Native PyTorch torch.autocast()

For more granular control over with mixed precision training, one can use torch.autocast from native PyTorch.

Instances of autocast serve as context managers or decorators that allow regions of your script to run in mixed precision. These also allow for fine tuning with enabled for enabling and disabling mixed precision training for certain parts of the code.

import torch
from lightning import Trainer

class AutocastModelCM(nn.Module):
    # Autocast can be used as a context manager to the required code block.
    def forward(self, input):
        with torch.autocast("device_type="hpu", dtype=torch.bfloat16):
        ...
        return

class AutocastModelDecorator(nn.Module):
    # Autocast can be used as a decorator to the required code block.
    @torch.autocast("device_type="hpu", dtype=torch.bfloat16)
    def forward(self, input):
        ...
        return

# Initialize a trainer with HPU accelerator for HPU strategy for single device,
# with mixed precision using overridden HMP settings
trainer = Trainer(
    accelerator="hpu",
    devices=1,
)

# Init our model
model = AutocastModelCM()
# Init the data
dm = MNISTDataModule(batch_size=batch_size)

# Train the model ⚡
trainer.fit(model, datamodule=dm)

For more details, please refer to Native PyTorch Autocast. and Automatic Mixed Precision Package: torch.autocast.

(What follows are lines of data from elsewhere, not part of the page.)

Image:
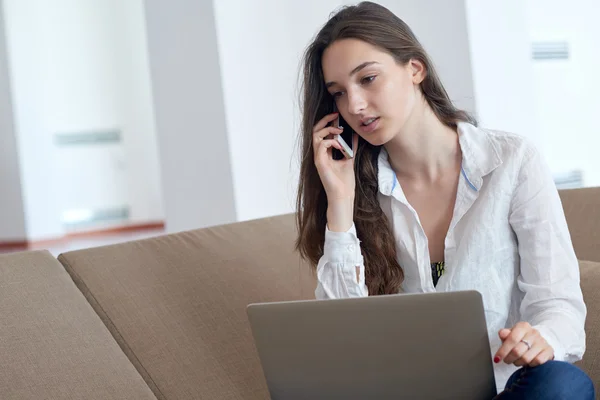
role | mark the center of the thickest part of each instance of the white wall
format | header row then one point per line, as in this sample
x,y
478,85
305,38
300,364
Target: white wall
x,y
128,23
260,47
12,217
81,66
190,117
26,30
566,91
502,66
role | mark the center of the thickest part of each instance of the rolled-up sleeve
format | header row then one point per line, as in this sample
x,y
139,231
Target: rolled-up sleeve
x,y
337,268
549,270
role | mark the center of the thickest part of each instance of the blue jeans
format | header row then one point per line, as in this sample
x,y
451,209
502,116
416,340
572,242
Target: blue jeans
x,y
552,380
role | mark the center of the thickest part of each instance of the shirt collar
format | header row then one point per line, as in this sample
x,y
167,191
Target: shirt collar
x,y
479,153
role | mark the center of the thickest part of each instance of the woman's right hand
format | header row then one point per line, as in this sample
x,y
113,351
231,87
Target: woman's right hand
x,y
337,176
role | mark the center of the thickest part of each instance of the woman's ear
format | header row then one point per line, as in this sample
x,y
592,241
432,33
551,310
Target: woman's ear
x,y
418,71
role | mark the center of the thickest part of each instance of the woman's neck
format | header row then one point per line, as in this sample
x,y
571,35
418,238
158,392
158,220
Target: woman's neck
x,y
426,149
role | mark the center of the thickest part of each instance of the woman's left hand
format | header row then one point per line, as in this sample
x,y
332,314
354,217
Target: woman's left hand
x,y
523,346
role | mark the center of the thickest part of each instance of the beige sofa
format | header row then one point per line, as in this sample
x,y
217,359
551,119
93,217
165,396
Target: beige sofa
x,y
165,318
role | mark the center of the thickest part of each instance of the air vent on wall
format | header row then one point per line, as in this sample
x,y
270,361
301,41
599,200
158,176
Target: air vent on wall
x,y
569,180
87,138
85,217
550,50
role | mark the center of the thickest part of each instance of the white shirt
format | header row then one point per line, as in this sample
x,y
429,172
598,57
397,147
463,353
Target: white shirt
x,y
508,239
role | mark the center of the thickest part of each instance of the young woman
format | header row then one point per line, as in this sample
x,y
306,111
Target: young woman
x,y
432,202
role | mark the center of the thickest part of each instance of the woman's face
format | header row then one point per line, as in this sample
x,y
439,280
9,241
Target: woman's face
x,y
373,93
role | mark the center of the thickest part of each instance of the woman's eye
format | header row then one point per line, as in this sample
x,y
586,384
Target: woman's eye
x,y
368,79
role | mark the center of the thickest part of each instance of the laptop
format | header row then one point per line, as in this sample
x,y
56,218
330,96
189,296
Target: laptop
x,y
404,346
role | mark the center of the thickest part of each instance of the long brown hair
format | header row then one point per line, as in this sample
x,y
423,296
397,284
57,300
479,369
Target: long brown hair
x,y
378,26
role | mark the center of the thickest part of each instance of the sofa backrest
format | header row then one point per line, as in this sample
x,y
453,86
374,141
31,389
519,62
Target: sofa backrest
x,y
177,303
590,285
52,343
582,210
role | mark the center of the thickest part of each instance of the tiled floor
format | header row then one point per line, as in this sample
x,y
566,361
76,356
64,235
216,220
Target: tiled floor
x,y
76,243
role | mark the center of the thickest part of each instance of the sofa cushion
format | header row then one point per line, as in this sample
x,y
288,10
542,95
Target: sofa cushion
x,y
582,210
52,343
590,285
177,303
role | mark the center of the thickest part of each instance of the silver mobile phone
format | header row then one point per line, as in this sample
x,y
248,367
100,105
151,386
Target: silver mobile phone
x,y
344,138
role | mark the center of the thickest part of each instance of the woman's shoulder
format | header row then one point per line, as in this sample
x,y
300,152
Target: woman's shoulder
x,y
509,147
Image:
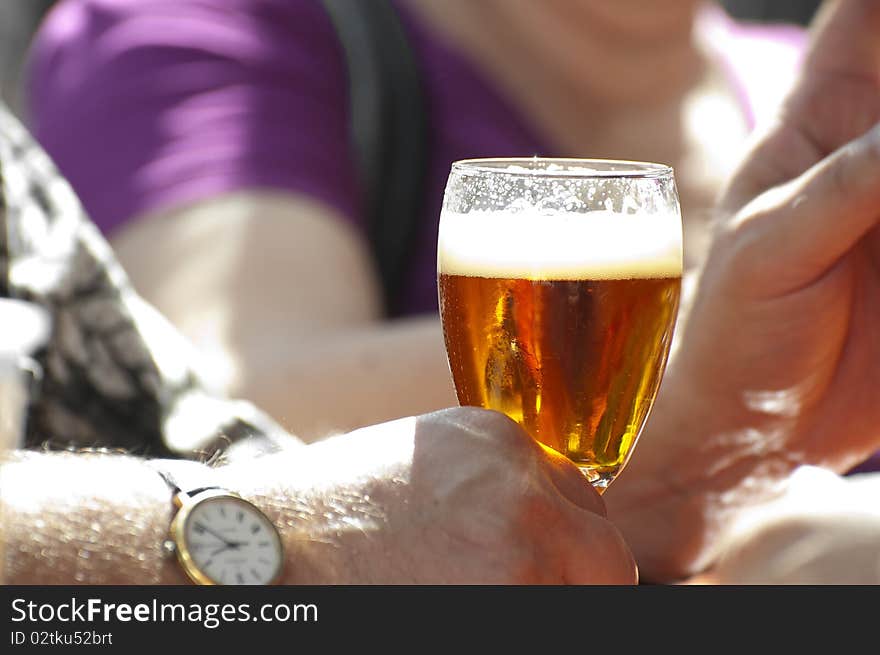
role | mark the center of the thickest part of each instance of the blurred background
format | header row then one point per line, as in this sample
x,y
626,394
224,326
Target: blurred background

Enabling DeviceStatsMonitor with HPUs¶

DeviceStatsMonitor is a callback that automatically monitors and logs device stats during the training stage. This callback can be passed for training with HPUs. It returns a map of the following metrics with their values in bytes of type uint64:

Metric	Value
Limit	Amount of total memory on HPU.
InUse	Amount of allocated memory at any instance.
MaxInUse	Amount of total active memory allocated.
NumAllocs	Number of allocations.
NumFrees	Number of freed chunks.
ActiveAllocs	Number of active allocations.
MaxAllocSize	Maximum allocated size.
TotalSystemAllocs	Total number of system allocations.
TotalSystemFrees	Total number of system frees.
TotalActiveAllocs	Total number of active allocations.

The below shows how DeviceStatsMonitor can be enabled.

from lightning import Trainer
from lightning.callbacks import DeviceStatsMonitor
from lightning_habana.pytorch.accelerator import HPUAccelerator

device_stats = DeviceStatsMonitor()
trainer = Trainer(accelerator=HPUAccelerator(), callbacks=[device_stats])

For more details, please refer to Memory Stats APIs.